Gustave Flaubert released the short story Herodias in 1877, and thoroughly imagined the historical accuracy of the place, architecture, politics and culture in which Herod, Herodias, Salome and Jokanaan actually lived. He follows the traditional narrative of Herodias using her daughter to seduce Herod so that Herod will grant Salome (directed by Herodias) any wish. He also explores the tension within Herod’s and Herodias’ marriage, and decides that Herod is reminded of the young woman he married when he sees his stepdaughter dance. Herodias’ seduction, through Salome, is an act of love on behalf of herself, her marriage, and her husband’s leadership.
There is enough detail about the embarrassment and public shame that Jokanaan has caused Herodias that we understand he is a personal threat to her as well as a political threat to the kingdom.

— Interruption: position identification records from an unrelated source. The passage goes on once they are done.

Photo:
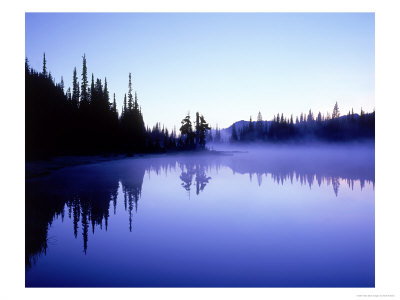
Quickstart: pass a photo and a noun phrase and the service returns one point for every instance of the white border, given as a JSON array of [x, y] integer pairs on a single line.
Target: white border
[[387, 148]]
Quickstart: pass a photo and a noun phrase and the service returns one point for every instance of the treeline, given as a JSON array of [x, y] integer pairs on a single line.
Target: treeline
[[84, 119], [349, 127]]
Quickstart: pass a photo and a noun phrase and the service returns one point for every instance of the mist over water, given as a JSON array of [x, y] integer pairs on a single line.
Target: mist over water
[[269, 216]]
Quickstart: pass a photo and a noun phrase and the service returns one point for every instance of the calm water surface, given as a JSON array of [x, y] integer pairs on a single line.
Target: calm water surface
[[265, 218]]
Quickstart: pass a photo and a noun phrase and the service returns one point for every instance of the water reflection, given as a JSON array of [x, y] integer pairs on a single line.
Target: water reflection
[[88, 192]]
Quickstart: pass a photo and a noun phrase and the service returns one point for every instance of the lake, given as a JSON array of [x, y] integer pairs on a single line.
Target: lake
[[274, 216]]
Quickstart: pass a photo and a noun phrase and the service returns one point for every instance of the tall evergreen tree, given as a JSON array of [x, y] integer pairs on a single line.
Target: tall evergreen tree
[[84, 84], [44, 71], [130, 96], [75, 89], [335, 113]]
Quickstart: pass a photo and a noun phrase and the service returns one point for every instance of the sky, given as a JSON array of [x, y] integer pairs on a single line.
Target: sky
[[227, 66]]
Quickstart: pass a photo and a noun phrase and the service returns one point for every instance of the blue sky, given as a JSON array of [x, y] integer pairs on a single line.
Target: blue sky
[[227, 66]]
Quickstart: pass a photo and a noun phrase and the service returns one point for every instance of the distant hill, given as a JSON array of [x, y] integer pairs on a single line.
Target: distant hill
[[227, 132]]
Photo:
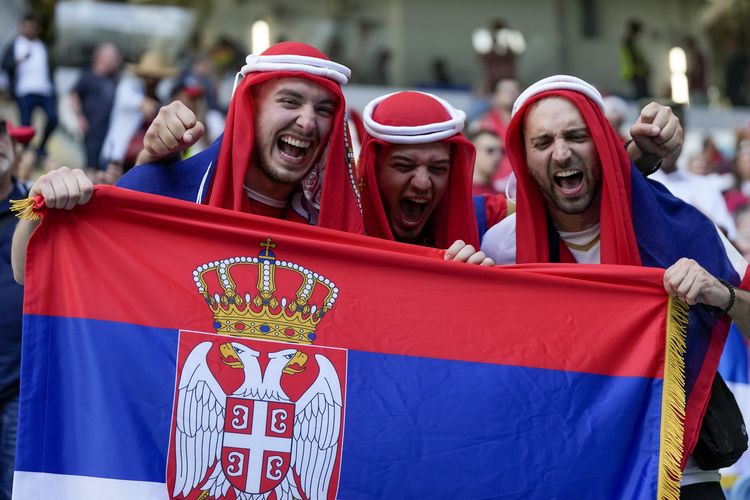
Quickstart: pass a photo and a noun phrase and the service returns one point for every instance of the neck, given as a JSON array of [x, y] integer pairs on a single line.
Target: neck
[[6, 184], [481, 179], [257, 180], [573, 223]]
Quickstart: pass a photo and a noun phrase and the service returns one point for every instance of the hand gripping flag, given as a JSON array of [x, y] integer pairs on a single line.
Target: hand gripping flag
[[180, 351]]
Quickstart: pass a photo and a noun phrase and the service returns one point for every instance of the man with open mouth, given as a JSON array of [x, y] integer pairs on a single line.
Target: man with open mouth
[[580, 200], [285, 127], [417, 167]]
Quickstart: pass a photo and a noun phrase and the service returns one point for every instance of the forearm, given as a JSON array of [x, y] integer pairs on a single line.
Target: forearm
[[740, 312], [21, 236]]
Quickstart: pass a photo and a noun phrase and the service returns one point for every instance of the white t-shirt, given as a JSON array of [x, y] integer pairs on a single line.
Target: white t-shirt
[[32, 67], [499, 243]]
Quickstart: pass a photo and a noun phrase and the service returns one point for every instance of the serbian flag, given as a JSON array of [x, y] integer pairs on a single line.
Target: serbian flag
[[173, 350]]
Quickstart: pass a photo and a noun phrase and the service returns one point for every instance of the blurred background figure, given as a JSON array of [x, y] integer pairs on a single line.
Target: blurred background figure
[[735, 75], [92, 98], [616, 112], [498, 47], [696, 71], [490, 153], [135, 106], [739, 194], [505, 93], [634, 67], [27, 64]]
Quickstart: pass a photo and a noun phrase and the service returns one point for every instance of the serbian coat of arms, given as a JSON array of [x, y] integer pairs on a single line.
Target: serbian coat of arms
[[258, 416]]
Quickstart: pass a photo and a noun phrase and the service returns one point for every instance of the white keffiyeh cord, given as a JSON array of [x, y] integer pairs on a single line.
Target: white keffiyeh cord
[[559, 82], [290, 62], [420, 134]]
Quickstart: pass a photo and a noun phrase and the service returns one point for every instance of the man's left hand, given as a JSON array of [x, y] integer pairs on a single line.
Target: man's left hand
[[688, 281], [463, 252]]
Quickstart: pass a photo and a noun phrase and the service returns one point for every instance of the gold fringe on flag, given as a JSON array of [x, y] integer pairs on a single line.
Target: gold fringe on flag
[[673, 402], [24, 209]]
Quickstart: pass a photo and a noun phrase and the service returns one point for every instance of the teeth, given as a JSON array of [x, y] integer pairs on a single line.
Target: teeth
[[567, 173], [299, 143]]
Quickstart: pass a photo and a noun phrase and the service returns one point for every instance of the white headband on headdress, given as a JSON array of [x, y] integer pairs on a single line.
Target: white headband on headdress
[[290, 62], [419, 134], [559, 82]]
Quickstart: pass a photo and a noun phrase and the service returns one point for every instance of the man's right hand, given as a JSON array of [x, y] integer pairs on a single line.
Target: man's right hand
[[64, 188], [174, 129]]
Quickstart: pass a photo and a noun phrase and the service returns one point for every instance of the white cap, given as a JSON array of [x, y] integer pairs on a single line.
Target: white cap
[[559, 82]]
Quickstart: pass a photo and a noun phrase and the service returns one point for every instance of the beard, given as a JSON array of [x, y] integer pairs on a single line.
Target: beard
[[571, 205]]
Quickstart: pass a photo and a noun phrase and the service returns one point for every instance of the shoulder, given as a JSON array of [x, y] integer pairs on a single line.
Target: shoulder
[[185, 180], [499, 243]]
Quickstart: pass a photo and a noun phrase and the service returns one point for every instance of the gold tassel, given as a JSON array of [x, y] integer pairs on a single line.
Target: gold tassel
[[673, 401], [24, 209]]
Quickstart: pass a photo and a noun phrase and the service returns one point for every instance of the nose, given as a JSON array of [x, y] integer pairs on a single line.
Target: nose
[[560, 151], [420, 181], [306, 119]]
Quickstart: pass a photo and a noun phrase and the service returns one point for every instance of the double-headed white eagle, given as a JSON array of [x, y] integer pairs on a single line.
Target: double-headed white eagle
[[201, 408]]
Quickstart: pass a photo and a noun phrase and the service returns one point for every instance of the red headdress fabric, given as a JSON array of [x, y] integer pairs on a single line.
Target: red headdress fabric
[[22, 135], [618, 242], [419, 118], [327, 196]]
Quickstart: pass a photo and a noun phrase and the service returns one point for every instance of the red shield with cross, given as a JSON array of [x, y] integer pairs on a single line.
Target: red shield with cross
[[256, 451]]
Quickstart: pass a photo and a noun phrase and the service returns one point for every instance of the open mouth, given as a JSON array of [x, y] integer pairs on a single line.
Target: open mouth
[[569, 181], [412, 209], [293, 147]]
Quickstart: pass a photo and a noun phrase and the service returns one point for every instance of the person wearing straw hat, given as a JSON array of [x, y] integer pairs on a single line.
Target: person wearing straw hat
[[11, 306], [581, 201], [416, 166], [285, 128], [134, 108]]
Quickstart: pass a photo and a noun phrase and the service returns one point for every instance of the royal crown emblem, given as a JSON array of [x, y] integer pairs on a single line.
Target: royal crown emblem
[[261, 311]]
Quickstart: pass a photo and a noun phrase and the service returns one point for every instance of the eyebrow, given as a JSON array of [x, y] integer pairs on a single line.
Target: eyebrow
[[409, 159], [569, 131], [297, 95]]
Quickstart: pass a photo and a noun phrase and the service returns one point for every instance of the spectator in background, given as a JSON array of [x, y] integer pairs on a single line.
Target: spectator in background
[[135, 106], [27, 63], [200, 75], [739, 194], [735, 76], [498, 47], [490, 153], [506, 91], [715, 163], [633, 64], [696, 71], [92, 98]]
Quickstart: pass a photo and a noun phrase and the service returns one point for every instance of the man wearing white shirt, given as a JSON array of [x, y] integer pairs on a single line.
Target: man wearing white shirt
[[27, 63], [581, 201]]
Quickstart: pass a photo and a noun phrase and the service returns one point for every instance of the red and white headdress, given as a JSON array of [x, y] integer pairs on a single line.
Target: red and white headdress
[[406, 118], [327, 195], [618, 243]]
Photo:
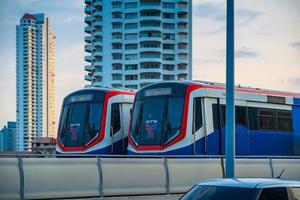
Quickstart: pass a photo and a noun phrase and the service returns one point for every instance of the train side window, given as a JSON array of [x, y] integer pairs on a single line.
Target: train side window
[[266, 119], [284, 120], [274, 194], [253, 118], [241, 115], [296, 192], [198, 113], [115, 117]]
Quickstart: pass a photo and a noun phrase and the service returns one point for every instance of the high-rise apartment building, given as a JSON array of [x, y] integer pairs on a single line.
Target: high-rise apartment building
[[132, 43], [8, 137], [35, 80]]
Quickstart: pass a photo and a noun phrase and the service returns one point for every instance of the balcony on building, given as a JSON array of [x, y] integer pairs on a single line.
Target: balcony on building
[[153, 76], [88, 77], [88, 39], [88, 58], [150, 4], [88, 2], [88, 10], [88, 68], [98, 5], [88, 29], [88, 48], [88, 19], [98, 14]]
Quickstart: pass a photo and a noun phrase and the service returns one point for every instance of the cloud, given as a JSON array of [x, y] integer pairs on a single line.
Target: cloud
[[296, 45], [245, 52], [294, 82], [215, 11]]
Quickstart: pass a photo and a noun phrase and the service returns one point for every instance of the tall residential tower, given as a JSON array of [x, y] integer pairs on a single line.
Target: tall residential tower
[[132, 43], [35, 80]]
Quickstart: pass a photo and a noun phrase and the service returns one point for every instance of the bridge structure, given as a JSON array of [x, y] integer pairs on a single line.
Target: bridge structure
[[92, 176]]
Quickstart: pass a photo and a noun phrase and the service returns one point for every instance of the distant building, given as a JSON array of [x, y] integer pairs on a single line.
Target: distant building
[[35, 80], [8, 137], [131, 43], [45, 146]]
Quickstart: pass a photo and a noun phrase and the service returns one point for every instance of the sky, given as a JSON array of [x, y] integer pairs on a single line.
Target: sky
[[267, 45]]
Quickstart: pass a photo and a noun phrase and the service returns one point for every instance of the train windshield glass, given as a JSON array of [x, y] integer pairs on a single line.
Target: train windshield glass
[[156, 121], [80, 122]]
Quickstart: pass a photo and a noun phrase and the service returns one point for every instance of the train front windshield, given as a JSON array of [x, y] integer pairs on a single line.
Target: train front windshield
[[80, 123], [157, 120]]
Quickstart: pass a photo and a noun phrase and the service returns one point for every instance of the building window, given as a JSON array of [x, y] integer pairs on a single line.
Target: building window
[[131, 86], [131, 46], [131, 5], [150, 65], [117, 56], [117, 66], [168, 26], [168, 5], [150, 13], [117, 25], [182, 45], [131, 56], [150, 23], [131, 26], [150, 75], [182, 5], [168, 15], [115, 118], [131, 15], [169, 67], [150, 55], [182, 66], [117, 4], [169, 57], [182, 25], [168, 77], [182, 35], [169, 36], [131, 36], [117, 15], [169, 46], [117, 76], [150, 44], [182, 77], [130, 77], [117, 45], [182, 15], [131, 67], [117, 35]]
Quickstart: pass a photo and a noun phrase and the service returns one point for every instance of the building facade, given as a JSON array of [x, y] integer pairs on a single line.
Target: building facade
[[8, 137], [35, 75], [132, 43]]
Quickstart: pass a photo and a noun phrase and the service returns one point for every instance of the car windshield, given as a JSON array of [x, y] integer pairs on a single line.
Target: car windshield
[[203, 192], [80, 122], [156, 121]]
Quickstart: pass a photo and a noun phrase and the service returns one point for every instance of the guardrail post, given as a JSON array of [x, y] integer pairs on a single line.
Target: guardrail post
[[271, 166], [21, 173], [167, 175], [100, 177]]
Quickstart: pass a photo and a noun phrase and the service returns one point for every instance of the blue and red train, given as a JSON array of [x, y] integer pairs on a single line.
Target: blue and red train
[[188, 118]]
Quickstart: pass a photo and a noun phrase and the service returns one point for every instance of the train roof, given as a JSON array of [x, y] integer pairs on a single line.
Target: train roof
[[221, 86], [93, 94]]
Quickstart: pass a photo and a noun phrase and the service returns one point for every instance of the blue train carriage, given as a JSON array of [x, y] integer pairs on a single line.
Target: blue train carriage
[[95, 121], [188, 118]]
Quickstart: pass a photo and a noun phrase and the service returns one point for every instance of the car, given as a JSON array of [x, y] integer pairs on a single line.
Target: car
[[244, 189]]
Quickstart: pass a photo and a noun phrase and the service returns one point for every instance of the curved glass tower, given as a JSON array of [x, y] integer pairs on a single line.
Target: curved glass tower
[[132, 43]]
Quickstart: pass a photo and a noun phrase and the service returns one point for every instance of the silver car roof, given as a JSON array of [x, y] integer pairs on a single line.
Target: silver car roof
[[250, 182]]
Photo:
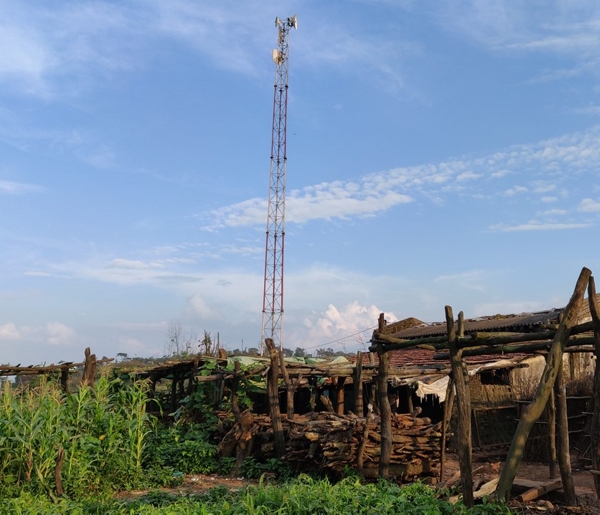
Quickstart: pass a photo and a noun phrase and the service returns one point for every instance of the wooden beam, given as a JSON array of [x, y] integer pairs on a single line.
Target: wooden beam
[[385, 412], [595, 427], [358, 385], [273, 391], [533, 410], [460, 376]]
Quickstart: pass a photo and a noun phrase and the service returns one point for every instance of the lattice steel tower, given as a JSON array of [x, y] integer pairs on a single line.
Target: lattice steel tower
[[272, 323]]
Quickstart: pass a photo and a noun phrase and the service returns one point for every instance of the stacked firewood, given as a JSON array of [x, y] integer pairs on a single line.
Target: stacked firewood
[[335, 442]]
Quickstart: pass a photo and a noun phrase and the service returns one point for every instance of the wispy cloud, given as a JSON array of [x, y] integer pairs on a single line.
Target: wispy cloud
[[59, 49], [487, 177], [589, 205], [17, 188], [325, 201], [534, 225]]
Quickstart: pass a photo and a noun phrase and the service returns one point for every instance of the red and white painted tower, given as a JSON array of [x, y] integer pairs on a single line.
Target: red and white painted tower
[[272, 325]]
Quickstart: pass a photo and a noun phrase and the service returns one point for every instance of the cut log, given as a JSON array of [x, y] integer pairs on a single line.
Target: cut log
[[538, 491]]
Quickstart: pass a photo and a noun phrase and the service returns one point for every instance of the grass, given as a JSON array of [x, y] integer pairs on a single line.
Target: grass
[[300, 496]]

Herod is not oblivious to this danger, but he chooses to keep Jokanaan alive in case he proves useful at a future date.
Herod’s birthday celebration is a lavish, tense event where conflicting groups have been gathered intentionally to try and reach stability. The men’s conversation is politically charged and full of suspicion and prophecy. Herodias appears on the balcony of the feast hall to announce the entertainment. Her presence is dramatic and meets the mood of the event.
Herod only knows Salome by reputation before she dances for him. When Herodias moved into Herod’s home as his new bride, she left her daughter with distant relatives until the time was right to send for her.
This is the first story to elaborate the dance that Salome performs. It is defined as erotic, acrobatic and with complex narrative. Flaubert describes Salome’s physical contortions and her movement around the room in detail. She captures the attention of all the men from varying cultures and tribes. This is the first time the guests fall silent and have a unified focus.
There is no description of a relationship between Salome and Jokanaan. The primary interactions are between the married couple, and each of them with Jokanaan.
Flaubert created a compelling platform from which Oscar Wilde made the leap to centering Salome in the request for Jokanaan’s murder.